A review by ctgt
Ride the Star Wind: Cthulhu, Space Opera, and the Cosmic Weird by Wendy Dunlap, J. Edward Tremlett, Ada Hoffmann, Nadia Bulkin, DaVaun Sanders, Richard Lee Byers, Brian Evenson, Desirina Boskovich, Angus McIntyre, Tom Dullemond, Remy Nakamura, Scott Gable, Wendy Nikel, J.E. Bates, Joseph S. Pulver, Sr., Wendy N. Wagner, Robert White, D.A. Xiaolin Spires, Cody Goodfellow, Lucy A. Snyder, D.W. Baldwin, Bogi Takács, C. Dombrowski, Premee Mohamed, Gord Sellar, Tim Curran, Heather Hatch, Heather Terry, Brandon O'Brien, Ingrid Garcia, Kara Dennison

4.0

The time of skinturning is at hand, may God help us all.
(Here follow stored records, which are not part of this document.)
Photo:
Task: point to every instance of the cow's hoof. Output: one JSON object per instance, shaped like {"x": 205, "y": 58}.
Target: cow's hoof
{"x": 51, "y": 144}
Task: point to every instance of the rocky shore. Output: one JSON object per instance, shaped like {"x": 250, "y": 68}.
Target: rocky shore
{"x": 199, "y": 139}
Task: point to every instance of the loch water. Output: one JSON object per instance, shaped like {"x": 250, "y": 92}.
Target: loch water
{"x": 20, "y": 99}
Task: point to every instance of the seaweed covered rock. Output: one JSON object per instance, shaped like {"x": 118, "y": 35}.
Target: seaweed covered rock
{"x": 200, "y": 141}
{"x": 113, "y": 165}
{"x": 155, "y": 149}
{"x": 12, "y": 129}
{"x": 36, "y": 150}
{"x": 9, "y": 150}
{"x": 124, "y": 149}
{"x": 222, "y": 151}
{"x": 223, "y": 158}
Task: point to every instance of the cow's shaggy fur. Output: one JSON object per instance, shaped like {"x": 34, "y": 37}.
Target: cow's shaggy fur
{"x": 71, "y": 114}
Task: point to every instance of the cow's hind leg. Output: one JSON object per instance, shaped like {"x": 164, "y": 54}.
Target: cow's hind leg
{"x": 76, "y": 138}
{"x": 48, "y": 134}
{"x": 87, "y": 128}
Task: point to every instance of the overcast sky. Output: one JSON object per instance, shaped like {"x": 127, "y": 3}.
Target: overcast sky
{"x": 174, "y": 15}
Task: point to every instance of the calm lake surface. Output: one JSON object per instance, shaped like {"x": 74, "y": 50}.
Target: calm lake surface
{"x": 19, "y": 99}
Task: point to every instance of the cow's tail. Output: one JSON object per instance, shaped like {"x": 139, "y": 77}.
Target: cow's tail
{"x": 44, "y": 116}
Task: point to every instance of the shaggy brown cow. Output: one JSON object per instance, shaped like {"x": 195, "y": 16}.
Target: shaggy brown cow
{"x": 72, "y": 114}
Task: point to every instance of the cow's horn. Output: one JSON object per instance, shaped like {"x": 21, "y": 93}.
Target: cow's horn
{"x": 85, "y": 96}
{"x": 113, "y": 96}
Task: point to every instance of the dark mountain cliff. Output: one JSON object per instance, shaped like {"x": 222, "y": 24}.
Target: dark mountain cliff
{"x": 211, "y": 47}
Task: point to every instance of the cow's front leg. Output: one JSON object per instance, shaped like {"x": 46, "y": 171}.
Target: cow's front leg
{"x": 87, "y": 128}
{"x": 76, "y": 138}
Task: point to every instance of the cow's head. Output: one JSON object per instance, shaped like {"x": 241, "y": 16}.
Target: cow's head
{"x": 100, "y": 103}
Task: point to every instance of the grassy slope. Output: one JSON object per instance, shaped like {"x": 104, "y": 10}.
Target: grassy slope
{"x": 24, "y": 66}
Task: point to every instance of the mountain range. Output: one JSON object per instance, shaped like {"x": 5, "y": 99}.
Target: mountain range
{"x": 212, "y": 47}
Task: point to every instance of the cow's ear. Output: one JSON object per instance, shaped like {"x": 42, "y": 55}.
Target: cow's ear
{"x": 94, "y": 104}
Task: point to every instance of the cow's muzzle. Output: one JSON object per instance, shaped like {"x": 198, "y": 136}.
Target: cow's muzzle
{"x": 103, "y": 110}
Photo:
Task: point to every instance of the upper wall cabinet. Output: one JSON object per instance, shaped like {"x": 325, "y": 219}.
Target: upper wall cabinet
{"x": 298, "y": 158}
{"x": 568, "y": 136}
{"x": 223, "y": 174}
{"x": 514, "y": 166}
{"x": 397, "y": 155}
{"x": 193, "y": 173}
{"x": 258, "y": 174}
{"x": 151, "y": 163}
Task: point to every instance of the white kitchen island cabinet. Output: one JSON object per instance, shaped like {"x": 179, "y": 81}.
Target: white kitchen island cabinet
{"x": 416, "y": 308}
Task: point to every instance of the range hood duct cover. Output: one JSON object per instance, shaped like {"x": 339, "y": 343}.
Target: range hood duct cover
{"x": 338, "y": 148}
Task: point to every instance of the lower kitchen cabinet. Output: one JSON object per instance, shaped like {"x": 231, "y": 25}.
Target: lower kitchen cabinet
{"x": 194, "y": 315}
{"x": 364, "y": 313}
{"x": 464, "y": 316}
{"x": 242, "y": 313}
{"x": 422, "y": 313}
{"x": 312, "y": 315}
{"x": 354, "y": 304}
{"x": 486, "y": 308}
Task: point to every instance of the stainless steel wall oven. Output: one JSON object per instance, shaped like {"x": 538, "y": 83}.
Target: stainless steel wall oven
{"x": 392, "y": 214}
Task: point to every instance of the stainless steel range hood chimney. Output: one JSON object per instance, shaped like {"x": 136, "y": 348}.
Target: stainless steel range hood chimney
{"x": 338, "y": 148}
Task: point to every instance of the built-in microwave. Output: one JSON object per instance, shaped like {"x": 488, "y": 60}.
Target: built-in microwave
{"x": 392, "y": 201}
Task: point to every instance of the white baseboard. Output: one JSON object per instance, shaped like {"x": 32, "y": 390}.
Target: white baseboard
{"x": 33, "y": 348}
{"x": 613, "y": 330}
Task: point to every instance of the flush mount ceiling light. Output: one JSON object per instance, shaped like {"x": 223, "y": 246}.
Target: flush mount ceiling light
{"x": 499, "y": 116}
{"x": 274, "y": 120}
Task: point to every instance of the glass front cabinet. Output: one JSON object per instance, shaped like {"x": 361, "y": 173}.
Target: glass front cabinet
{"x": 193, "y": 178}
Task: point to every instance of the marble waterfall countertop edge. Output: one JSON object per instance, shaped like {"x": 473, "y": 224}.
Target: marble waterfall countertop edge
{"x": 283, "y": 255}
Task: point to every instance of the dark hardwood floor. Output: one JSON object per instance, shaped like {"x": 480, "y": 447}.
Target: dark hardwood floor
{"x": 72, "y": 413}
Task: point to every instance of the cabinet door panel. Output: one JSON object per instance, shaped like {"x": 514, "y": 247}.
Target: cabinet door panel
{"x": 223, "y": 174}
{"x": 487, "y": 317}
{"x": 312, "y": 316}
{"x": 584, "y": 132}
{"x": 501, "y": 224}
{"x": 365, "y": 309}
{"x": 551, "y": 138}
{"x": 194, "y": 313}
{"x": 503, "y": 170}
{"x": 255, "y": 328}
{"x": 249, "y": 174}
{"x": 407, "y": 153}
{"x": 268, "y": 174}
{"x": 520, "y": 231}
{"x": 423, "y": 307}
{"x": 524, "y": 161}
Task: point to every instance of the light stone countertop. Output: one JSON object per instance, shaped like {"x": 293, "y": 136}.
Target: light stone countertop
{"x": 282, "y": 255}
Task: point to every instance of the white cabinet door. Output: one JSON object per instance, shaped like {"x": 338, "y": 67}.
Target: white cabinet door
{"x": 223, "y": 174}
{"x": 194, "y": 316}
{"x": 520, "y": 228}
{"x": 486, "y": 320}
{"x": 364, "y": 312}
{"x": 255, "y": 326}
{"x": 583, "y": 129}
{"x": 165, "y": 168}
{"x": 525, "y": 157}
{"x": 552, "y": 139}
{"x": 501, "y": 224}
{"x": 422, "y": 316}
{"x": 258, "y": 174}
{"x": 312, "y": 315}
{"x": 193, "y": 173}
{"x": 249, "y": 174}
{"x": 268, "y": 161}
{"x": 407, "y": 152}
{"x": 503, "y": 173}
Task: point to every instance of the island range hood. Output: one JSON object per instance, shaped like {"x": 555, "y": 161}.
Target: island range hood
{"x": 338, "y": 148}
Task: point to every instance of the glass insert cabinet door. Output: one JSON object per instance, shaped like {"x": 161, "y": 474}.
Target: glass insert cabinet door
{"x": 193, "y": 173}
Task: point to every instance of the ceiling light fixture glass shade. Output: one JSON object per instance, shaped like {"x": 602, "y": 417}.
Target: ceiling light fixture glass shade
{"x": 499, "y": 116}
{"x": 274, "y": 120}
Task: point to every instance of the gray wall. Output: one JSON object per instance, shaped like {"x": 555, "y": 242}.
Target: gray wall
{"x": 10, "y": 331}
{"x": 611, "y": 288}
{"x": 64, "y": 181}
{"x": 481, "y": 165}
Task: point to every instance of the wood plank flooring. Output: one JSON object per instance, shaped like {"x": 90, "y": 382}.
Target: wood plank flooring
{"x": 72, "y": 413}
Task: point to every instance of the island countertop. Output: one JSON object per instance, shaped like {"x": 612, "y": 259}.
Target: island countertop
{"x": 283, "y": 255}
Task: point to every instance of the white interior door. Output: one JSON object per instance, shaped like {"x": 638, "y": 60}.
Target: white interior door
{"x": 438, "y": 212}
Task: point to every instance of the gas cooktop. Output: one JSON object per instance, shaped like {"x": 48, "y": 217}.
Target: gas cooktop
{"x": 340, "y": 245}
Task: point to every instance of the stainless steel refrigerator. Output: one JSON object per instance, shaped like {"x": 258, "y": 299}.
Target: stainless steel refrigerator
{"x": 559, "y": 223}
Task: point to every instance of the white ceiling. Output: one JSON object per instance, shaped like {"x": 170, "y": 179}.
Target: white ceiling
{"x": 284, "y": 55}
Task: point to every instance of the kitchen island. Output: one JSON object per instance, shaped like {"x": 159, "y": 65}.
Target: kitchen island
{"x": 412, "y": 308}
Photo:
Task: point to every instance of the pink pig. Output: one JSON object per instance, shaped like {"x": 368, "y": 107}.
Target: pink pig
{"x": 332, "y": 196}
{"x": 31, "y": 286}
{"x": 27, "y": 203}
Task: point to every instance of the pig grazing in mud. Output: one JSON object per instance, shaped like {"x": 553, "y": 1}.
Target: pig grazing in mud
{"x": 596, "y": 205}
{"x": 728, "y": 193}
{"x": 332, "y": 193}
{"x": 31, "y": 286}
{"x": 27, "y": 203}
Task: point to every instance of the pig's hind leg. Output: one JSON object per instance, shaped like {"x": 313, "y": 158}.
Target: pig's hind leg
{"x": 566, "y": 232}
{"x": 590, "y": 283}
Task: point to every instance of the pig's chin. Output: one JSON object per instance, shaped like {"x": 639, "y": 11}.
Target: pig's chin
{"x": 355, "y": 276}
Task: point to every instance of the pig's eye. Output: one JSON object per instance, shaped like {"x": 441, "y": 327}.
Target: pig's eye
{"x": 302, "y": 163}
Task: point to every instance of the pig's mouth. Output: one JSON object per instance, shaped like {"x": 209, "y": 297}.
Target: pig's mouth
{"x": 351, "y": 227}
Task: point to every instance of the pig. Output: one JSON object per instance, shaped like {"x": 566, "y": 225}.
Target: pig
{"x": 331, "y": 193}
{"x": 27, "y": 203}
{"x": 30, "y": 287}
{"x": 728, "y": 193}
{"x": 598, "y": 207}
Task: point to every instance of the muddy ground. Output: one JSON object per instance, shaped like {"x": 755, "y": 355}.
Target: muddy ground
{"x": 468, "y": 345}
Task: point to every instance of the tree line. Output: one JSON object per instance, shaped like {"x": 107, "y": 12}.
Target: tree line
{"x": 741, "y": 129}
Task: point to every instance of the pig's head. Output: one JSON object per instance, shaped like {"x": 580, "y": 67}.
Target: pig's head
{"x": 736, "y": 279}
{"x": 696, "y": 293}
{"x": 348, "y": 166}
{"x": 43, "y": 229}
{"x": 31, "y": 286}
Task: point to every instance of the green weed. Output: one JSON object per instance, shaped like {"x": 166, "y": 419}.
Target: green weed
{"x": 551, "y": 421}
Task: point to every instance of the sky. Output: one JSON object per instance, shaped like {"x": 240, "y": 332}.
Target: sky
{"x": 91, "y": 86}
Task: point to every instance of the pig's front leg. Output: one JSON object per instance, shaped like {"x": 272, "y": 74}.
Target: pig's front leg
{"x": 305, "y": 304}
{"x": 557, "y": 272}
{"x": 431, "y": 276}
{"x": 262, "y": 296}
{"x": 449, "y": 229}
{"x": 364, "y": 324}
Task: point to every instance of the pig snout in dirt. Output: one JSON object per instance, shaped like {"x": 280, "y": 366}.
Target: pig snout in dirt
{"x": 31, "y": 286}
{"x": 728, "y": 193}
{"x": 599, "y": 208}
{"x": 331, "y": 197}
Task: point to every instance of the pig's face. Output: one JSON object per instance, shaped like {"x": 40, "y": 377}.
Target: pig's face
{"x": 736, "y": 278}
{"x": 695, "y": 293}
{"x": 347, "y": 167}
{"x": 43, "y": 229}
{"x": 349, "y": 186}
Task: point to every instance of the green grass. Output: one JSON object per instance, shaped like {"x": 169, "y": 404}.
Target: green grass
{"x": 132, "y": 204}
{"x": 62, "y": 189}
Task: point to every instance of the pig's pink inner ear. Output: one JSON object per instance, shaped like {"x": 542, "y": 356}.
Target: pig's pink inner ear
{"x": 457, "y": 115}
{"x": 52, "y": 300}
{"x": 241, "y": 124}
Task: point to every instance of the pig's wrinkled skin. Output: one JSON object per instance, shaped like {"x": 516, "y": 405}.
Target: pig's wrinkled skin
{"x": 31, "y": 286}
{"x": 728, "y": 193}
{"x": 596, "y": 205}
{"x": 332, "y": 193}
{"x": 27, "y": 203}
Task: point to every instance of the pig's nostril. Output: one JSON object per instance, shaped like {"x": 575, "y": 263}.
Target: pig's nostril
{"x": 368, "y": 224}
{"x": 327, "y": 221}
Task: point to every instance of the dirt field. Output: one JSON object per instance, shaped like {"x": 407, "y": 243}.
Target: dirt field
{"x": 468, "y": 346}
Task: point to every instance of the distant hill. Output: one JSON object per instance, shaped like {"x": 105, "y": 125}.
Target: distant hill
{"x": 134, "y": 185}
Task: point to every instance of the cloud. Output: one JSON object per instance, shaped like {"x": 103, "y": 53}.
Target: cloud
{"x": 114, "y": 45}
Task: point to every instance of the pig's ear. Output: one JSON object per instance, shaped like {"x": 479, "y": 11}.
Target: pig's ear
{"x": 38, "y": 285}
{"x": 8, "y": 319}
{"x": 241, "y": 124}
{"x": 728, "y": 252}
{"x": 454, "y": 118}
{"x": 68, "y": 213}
I stumbled across this collection while lurking around the Lovecraft ezine site and was immediately drawn to the concept......Cthulhu, weird mythos(even a Yellow King appearance) all set in space. I couldn't think of any Lovecraft story I had read like that, much less a whole collection. And this has it all, military sci/fi, space exploration, first contact, starships, aliens- pretty much the gamut of science fiction. As with most collections there are some great stories and some that didn't work for me but overall it was a solid collection.

Some of my favorites

Blossoms Blackened Like Dead Stars- Lucy A. Snyder
Vol de Nuit- Gord Sellar
Lord of the Vats- Brian Evenson
Be On Your Way- Heather Hatch
Cargo- Desirina Boskovich
The Blood Will Come Later- DaVaun Sanders
Starship in the Night Sky- D. W. Baldwin
Departure Beach- Joseph S. Pulver, Sr.
When Yiggrath Comes- Tim Curran
and ending with a bang
A Dream, and a Monster at the End Of It- Nadia Bulkin

Well worth the time

7/10

The skull was dead, of course, but the feeling he got was that it was not dead enough.